When it comes to chaos engineering, tracking the right metrics is essential for understanding system behavior and improving resilience. Let’s explore the common metrics and baseline goals:
Baseline Metrics for Chaos Engineering:
- Infrastructure Monitoring Metrics:
- Resource Metrics: These include CPU utilization, I/O activity, disk space, and memory usage. Monitoring tools like Datadog, New Relic, and SignalFX can help collect these data points.
- State Metrics: Keep an eye on system shutdowns, active processes, and clock time.
- Network Metrics: Measure DNS latency, packet loss, and overall network health.
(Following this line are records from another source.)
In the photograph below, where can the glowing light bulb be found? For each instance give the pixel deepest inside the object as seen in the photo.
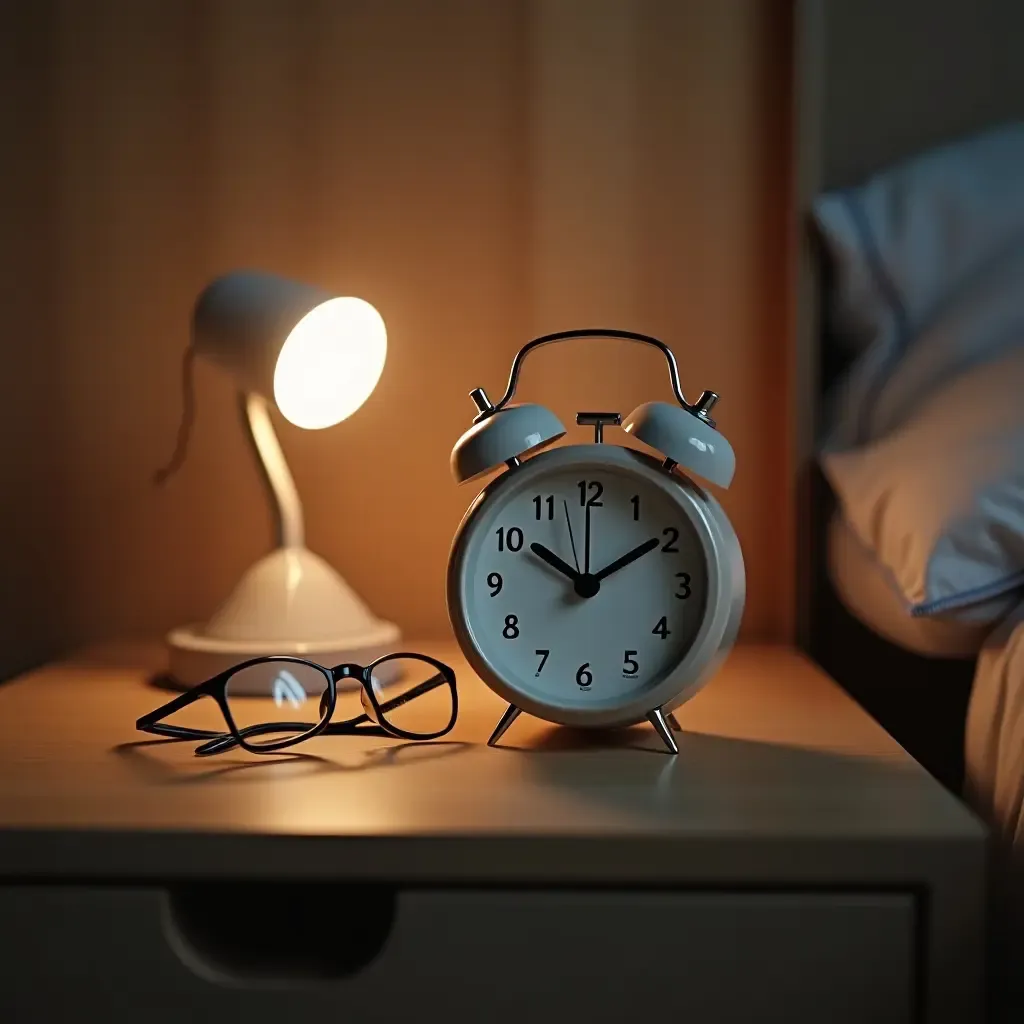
(330, 364)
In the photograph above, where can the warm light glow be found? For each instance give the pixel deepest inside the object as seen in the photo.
(330, 363)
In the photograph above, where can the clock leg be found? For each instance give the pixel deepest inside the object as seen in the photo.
(511, 714)
(656, 719)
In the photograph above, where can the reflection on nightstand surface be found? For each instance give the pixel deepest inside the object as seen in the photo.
(791, 857)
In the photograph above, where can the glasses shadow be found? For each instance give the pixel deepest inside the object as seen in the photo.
(297, 763)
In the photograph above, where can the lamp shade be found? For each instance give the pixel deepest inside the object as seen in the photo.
(315, 355)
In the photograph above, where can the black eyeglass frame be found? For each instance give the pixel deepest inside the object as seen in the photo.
(216, 687)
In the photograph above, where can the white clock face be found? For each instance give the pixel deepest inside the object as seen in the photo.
(584, 585)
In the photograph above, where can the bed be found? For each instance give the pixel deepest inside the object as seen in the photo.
(881, 82)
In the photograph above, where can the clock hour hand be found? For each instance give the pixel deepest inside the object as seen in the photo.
(554, 561)
(631, 556)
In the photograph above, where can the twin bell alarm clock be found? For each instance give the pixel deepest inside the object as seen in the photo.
(595, 585)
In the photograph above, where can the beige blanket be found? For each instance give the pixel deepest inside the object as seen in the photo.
(995, 790)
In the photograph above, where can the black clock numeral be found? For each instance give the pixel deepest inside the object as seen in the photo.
(539, 503)
(511, 539)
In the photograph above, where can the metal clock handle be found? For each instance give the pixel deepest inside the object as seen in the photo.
(486, 409)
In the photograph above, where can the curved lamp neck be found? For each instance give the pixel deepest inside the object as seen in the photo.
(276, 475)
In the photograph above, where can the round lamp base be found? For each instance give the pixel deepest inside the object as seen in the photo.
(194, 656)
(290, 603)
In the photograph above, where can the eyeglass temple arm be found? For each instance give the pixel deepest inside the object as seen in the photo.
(152, 723)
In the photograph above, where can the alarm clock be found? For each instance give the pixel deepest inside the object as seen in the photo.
(594, 584)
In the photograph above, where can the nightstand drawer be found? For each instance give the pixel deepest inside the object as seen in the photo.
(322, 952)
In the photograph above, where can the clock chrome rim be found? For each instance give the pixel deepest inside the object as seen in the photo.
(724, 600)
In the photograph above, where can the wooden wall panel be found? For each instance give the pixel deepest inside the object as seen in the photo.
(480, 172)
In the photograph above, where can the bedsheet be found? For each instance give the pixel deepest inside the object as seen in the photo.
(994, 787)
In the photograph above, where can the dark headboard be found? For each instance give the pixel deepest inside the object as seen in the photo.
(877, 81)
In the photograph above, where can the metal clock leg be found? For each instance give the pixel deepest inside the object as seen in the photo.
(511, 714)
(656, 719)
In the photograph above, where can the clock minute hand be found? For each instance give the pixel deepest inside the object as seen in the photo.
(554, 561)
(631, 556)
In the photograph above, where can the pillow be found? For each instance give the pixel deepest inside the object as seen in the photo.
(903, 245)
(866, 590)
(939, 502)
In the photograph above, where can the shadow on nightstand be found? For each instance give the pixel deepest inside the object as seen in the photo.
(141, 755)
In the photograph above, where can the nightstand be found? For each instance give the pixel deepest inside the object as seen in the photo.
(793, 863)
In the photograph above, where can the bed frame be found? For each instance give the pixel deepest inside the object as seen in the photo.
(877, 81)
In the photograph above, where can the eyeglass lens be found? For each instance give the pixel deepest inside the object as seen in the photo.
(413, 695)
(274, 700)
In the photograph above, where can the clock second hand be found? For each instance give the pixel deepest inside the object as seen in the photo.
(586, 542)
(568, 522)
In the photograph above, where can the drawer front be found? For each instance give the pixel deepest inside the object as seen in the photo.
(73, 953)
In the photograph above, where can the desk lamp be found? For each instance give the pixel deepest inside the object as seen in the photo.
(317, 357)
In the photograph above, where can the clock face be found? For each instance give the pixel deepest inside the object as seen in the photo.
(583, 579)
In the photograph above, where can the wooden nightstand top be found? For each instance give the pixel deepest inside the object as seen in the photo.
(779, 775)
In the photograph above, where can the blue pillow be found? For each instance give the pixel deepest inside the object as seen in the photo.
(906, 247)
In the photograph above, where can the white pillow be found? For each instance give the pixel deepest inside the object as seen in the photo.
(940, 501)
(903, 245)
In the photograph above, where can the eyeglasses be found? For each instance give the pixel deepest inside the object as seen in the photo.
(409, 696)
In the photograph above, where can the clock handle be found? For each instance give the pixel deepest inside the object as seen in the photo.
(485, 409)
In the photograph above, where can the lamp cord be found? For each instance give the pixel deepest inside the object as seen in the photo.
(185, 424)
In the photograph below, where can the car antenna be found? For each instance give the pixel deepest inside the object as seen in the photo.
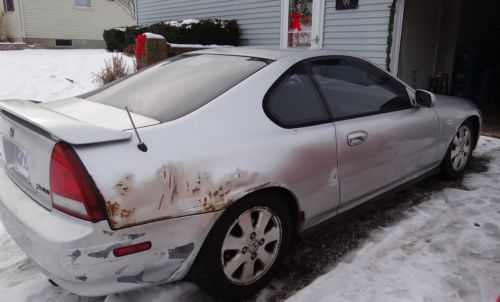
(142, 146)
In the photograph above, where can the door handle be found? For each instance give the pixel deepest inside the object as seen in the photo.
(356, 138)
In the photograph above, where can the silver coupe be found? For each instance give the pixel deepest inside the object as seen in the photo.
(206, 165)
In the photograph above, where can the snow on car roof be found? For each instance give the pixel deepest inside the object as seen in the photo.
(265, 53)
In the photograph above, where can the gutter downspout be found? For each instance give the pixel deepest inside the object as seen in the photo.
(21, 20)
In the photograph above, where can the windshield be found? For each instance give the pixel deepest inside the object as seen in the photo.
(178, 86)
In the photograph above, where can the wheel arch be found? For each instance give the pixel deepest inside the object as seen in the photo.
(292, 203)
(476, 123)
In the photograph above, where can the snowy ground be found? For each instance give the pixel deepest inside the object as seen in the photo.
(50, 74)
(436, 241)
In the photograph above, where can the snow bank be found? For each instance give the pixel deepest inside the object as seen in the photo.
(179, 23)
(154, 36)
(197, 45)
(46, 74)
(448, 249)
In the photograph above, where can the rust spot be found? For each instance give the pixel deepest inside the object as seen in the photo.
(123, 186)
(125, 214)
(259, 187)
(112, 208)
(114, 211)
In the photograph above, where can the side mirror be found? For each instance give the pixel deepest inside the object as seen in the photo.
(425, 98)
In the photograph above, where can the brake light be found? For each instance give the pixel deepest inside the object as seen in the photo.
(72, 190)
(132, 249)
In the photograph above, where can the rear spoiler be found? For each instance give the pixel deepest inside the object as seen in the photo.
(59, 126)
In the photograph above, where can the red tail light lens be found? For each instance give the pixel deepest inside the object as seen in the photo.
(72, 190)
(132, 249)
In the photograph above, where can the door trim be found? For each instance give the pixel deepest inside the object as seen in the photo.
(317, 27)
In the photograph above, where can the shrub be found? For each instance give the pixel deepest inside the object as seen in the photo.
(206, 32)
(113, 69)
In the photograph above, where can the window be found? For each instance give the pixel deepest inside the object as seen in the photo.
(8, 5)
(294, 101)
(82, 3)
(178, 86)
(355, 88)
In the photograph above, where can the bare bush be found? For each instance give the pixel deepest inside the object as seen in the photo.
(114, 69)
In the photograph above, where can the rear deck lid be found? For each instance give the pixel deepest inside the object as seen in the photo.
(99, 114)
(28, 134)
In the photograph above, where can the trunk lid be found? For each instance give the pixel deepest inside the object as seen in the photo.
(98, 114)
(29, 131)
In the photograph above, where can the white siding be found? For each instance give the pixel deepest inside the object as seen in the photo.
(11, 24)
(59, 19)
(361, 31)
(259, 20)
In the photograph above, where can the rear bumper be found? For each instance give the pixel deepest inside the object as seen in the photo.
(78, 255)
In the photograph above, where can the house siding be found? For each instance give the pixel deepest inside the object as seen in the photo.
(49, 19)
(259, 20)
(11, 24)
(362, 32)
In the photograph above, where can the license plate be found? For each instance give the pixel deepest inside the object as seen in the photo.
(21, 163)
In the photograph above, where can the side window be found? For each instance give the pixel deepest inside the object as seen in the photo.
(294, 101)
(354, 88)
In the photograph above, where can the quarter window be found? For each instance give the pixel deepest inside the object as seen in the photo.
(294, 101)
(82, 3)
(8, 5)
(354, 88)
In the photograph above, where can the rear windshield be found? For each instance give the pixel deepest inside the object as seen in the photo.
(178, 86)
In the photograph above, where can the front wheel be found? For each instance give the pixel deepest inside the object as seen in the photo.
(244, 248)
(459, 152)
- Alerting and On-Call Metrics:
- Total Alert Counts: Understand how many alerts each service generates per week.
- Time to Resolution: Measure how quickly alerts are resolved for each service.
- Noisy Alerts: Identify self-resolving alerts and address noisy ones.
- Top Frequent Alerts: Track the top 20 most frequent alerts per week for each service.
- High Severity Incident (SEV) Metrics:
- Establish a High Severity Incident Management (SEV) Program:
- Define SEV levels (e.g., 0, 1, 2, and 3).
- Measure total incidents per week by SEV level.
- Track SEVs per week by service.
- Calculate Mean Time to Detect (MTTD), Mean Time to Resolve (MTTR), and Mean Time Between Failures (MTBF) for SEVs by service.
- Establish a High Severity Incident Management (SEV) Program:
Setting Baseline Goals:
- Incident Reduction: Determine an appropriate goal for incident reduction over the next few months. Aim for 2x or 10x improvement.
- CPU Spike Causes: Identify the top 3 main causes of CPU spikes.
- Downstream/Upstream Effects: Understand typical effects when the CPU spikes.
Remember, collecting baseline metrics allows you to measure the impact of your chaos engineering experiments and set meaningful goals for improvement.